Posted by: teddy | August 22, 2007 at 07:30 PM
Hey, I should move there! Except I am getting to old to climb scaffolding all day long.
Posted by: Elaine Meinel Supkis | August 22, 2007 at 09:06 PM
Bearing in mind that all of Canada is buoyed by economic activity in the west…
When you speak of eastern Canada economic conditions you’re really talking about the province of Ontario. Ontario holds what is traditionally considered the essence of Canadian manufacturing and heavy industry production also Toronto is the financial activity center for the country. Western Canada due to energy abundance is tilting this weighting away with both development and large relocations of people to the west to take advantage of the dynamic western economy. That being said Ontario and Quebec hold the largest population percentages and therefore still have a lot of clout. Ontario is experiencing overall positive growth but that may not have been the case without substantial material orders generated by Western Canada offsetting losses in the auto industry.
Western Canada itself is absorbing considerable production of vehicles from Ontario. Particularly well liked are the largest of the 4 door trucks (customized of course) which are constantly seen plying the highways and idling in restaurant parking lots.

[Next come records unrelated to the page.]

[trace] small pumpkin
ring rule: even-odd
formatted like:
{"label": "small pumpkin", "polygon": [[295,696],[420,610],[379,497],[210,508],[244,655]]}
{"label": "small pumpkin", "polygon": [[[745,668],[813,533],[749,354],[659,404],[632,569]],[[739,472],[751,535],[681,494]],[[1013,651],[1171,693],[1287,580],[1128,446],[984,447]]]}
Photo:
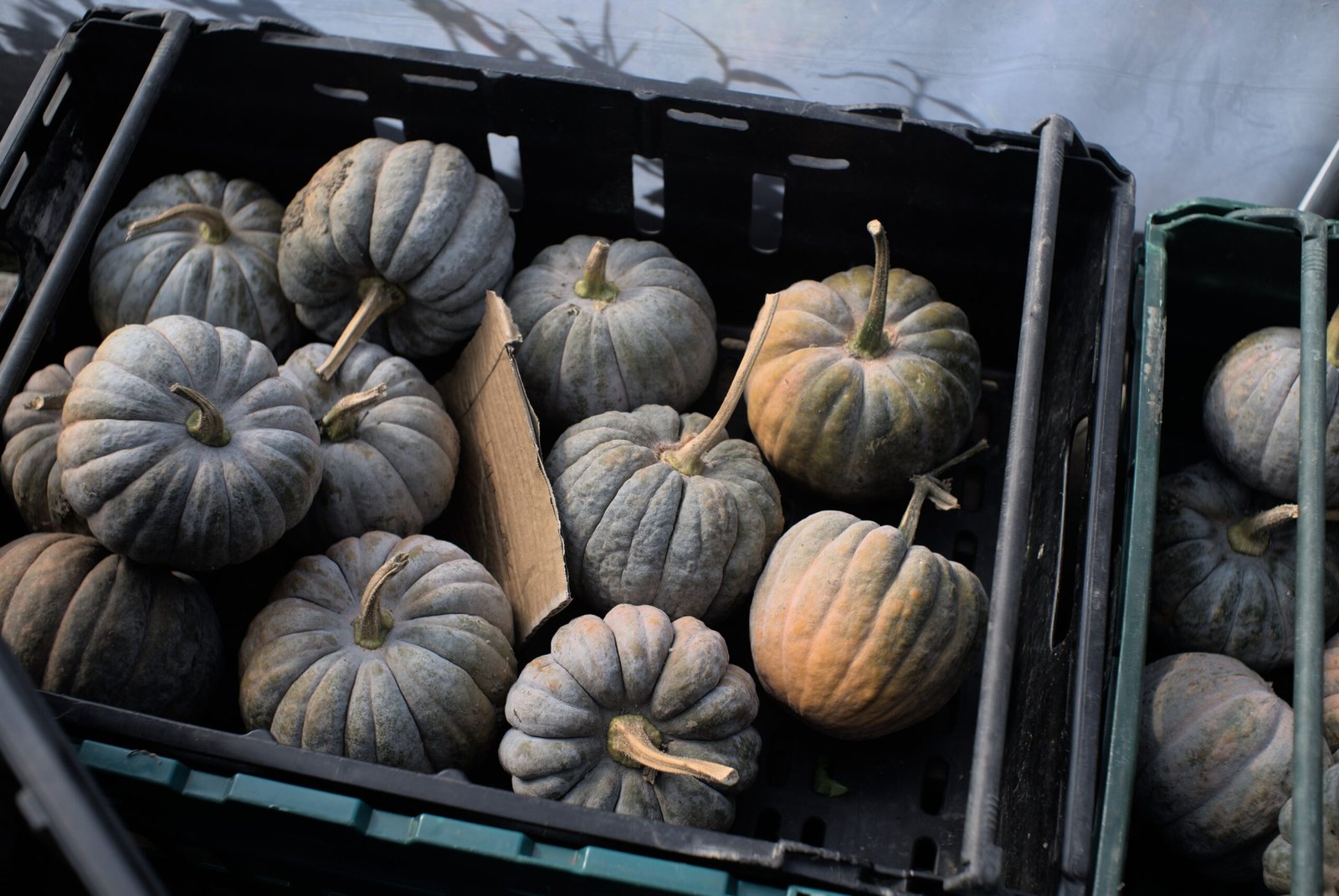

Now secondarily when you talk Eastern Canada you would be referring to Quebec. Quebec seems to be holding its own economically. It’s seeing considerably less economic spin-off from western activity. Montreal is known as a head office city in many ways this is generated by Canada’s dual language structure and federal laws regarding the application of these languages. Montreal is occasionally losing some of these head office’s to Ontario and the West but that has stemmed somewhat with the shocking jump in housing costs in Western Canada.
Quebec has been prepared from the orgination of the term “Carbon Credit” to take advantage of the western resource based economy with their “Montreal Climate Exchange”
http://www.montrealmirror.com/2006/
080306/news_climate.html
This is seen in the west as another attempt at a blatant resource grab by eastern carpetbaggers. It’s not the first time it’s happened, see National Energy Program.
http://en.wikipedia.org/wiki/
National_Energy_Program
From a western perspective Quebec’s economic status is continuously suspect because it has been granted continual “have not” province status requiring all other productive regions of the country (Alberta, Ontario, occasionally British Columbia) to supplicate it with “transfer payments” which are essentially payoffs to provinces to act as the glue of confederation. In the case of Quebec to stave off separatist tendencies and in the case of Atlantic Canada to falsely invigorate their economy, provide uncommonly generous unemployment insurance terms and deflect the effects of the Federal Government mishandling the fishing industry… in total.
Here’s the main page from statistics Canada regarding economic activity.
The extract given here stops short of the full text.